Аулы рода жалаир стали кочевать вдоль побережья Сейхун-дарьи, не удаляясь далеко от города Ходжента. Только много лет спустя часть рода ушла в Семиречье – в долину реки Аксу и к озеру Алаколь. Барласы избрали местом своей кочевки степи близ Шахрисабза, по Кашкадарье вплоть до селения Джизак. Арлаты и каучины расселились по берегам Джейхун-дарьи.

Шли годы, и обстоятельства заставили эти роды объединиться. Так появились каучин-жалаиры и арлат-барласы. Эмиры этих родов, ссылаясь на то, что их предки наравне с чингизидами в свое время покоряли эти земли, стали чаще претендовать на власть. Раздоры между знатью привели к разорению земель по восточному берегу Сейхун-дарьи, городов Семиречья и Восточного Туркестана.

Когда бывшим Джагатаевым улусом стал править дервиш Халел, принадлежащий к одной из ветвей Чингизова древа, влияние мусульман усилилось, а на кочевые монгольские роды обрушились немилость и гнев.

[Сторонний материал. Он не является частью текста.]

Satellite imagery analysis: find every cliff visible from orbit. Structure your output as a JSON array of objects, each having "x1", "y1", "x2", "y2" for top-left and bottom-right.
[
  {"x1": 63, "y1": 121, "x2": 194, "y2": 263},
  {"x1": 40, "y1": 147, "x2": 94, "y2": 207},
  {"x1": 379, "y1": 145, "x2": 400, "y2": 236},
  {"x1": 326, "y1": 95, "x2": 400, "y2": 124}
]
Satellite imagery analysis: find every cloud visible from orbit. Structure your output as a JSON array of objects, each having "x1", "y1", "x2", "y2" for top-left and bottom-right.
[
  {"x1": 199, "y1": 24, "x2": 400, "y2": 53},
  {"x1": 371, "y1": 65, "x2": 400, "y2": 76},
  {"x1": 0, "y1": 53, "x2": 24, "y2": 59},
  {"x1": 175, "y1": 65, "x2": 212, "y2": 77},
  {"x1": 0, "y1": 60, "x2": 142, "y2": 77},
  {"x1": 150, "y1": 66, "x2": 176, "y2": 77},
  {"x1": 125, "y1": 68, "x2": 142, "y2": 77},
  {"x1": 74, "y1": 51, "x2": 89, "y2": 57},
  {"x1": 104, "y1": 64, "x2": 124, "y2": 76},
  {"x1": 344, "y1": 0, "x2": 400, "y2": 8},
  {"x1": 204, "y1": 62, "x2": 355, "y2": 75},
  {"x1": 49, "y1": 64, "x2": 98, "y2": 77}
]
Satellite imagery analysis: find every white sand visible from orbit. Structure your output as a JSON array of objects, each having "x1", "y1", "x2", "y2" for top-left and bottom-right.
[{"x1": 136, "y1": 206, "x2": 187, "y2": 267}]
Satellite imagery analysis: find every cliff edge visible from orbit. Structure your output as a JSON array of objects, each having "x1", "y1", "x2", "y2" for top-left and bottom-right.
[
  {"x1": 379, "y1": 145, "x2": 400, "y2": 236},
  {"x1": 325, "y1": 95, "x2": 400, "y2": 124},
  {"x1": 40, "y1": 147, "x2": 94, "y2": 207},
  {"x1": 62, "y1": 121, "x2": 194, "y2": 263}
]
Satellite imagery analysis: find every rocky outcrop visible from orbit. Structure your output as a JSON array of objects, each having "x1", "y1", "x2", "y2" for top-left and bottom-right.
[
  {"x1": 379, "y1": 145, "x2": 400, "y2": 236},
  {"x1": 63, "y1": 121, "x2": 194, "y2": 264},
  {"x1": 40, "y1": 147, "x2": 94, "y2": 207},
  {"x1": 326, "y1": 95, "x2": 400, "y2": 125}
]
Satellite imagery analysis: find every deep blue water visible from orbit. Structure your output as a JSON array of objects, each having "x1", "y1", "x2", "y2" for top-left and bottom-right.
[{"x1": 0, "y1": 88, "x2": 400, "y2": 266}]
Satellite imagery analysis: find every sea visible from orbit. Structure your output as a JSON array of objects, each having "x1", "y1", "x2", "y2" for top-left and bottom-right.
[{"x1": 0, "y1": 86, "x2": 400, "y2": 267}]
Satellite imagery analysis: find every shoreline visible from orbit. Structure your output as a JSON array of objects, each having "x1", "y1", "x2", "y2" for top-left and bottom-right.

Монголы не захотели мириться с таким положением. Отступив из Мавераннахра, на востоке когда-то подвластных Джагатаю земель они образовали свое ханство Манглай-субе[11], названное впоследствии Моголистаном. В его состав вошли южная часть Семиречья, земли от Иссык-Куля до городов Кашгар и Куча в Восточном Туркестане.

После смерти Казан-хана монгольский бек Болатши из города Кульджи привез в Аксу семнадцатилетнего юношу Тулук-Темира, сына одного из монгольских эмиров. Но Болатши объявил людям, что юноша рожден от сына Тубы – Эмель-ходжи, а следовательно, является прямым потомком Чингиз-хана. Причину того, что до этого никто не слышал это имя, бек объяснил тем, что Тулук-Темир родился через несколько месяцев после смерти своего отца Эмель-ходжи.

вернуться

11

Манглай-субе – край, граничащий с улусами тюркских эмиров, или аймак, расположенный на переднем крае.